This work introduces Robots Imitating Generated Videos (RIGVid), a system that enables robots to perform complex manipulation tasks—such as pouring, wiping, and mixing—purely by imitating AI-generated videos, without requiring any physical demonstrations or robot-specific training. Given a language command and an initial scene image, a video diffusion model generates potential demonstration videos, and a vision-language model (VLM) automatically filters out results that do not follow the command. A 6D pose tracker then extracts object trajectories from the video, and the trajectories are retargeted to the robot in an embodiment-agnostic fashion. Through extensive real-world evaluations, we show that filtered generated videos are as effective as real demonstrations, and that performance improves with generation quality. We also show that relying on generated videos outperforms more compact alternatives such as keypoint prediction using VLMs, and that strong 6D pose tracking outperforms other ways to extract trajectories, such as dense feature point tracking. These findings suggest that videos produced by a state-of-the-art off-the-shelf model can offer an effective source of supervision for robotic manipulation.
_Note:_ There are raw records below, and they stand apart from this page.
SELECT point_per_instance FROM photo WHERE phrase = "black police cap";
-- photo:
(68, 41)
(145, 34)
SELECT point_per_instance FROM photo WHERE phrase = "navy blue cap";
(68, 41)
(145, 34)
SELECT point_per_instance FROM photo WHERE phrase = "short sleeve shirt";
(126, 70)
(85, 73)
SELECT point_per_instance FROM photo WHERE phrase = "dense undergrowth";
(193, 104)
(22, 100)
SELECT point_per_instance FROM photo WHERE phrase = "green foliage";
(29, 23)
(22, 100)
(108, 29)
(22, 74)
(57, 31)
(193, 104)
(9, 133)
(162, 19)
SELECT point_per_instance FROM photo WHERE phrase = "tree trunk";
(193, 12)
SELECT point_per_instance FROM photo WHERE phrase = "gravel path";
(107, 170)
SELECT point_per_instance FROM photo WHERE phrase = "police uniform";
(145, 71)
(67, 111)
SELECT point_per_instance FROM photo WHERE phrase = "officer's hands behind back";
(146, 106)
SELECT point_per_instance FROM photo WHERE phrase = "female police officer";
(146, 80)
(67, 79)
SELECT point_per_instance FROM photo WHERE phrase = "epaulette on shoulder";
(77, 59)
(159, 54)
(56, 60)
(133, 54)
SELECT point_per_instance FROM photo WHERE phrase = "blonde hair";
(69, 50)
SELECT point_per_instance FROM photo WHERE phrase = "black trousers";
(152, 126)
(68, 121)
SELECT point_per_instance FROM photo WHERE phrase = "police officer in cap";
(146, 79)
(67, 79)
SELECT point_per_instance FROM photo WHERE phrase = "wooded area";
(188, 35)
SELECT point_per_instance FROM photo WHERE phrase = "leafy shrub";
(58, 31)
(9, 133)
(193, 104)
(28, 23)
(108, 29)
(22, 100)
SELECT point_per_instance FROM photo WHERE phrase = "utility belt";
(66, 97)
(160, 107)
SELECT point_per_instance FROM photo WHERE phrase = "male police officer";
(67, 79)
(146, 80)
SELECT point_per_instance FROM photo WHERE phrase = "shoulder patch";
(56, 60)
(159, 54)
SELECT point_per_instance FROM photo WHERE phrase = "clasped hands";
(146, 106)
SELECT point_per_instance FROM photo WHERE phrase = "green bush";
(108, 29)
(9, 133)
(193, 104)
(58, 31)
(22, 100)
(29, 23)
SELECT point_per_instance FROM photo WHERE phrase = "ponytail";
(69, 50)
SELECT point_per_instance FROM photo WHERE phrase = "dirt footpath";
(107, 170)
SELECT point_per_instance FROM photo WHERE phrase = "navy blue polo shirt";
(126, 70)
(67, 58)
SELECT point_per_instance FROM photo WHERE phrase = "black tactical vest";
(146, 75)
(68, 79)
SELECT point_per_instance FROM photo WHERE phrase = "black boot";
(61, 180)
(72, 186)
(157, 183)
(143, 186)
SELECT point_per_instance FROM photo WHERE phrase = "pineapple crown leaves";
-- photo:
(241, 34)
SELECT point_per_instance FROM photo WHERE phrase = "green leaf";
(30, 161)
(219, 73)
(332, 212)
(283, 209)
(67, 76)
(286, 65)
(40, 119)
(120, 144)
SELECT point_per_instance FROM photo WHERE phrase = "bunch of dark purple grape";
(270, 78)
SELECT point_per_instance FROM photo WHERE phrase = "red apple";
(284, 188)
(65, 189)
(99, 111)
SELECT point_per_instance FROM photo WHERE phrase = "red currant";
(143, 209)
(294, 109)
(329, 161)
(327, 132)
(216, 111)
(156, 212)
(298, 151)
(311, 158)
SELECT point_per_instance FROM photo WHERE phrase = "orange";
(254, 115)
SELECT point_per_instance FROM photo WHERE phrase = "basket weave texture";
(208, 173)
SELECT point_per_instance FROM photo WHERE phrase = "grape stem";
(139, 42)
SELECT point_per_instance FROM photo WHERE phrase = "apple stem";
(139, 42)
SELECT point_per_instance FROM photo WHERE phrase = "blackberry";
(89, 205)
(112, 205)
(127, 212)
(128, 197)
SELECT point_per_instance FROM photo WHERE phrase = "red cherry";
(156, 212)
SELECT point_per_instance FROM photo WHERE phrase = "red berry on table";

RIGVid eliminates the need for physical demonstrations by leveraging video generation and 6D pose tracking. Given RGBD observations and a language command, it generates a video of the task, predicts depth, and tracks the manipulated object's 6D pose over time. It is then retargeted to robot for execution. The approach is embodiment-agnostic, robust to disturbances, and achieves state-of-the-art zero-shot performance.
Object Trajectory
RIGVid execution on XArm7 and Aloha, showcasing embodiment‑agnostic capabilities.
RIGVid allows for bimanual manipulation. In this example, it places two shoes simultaneously.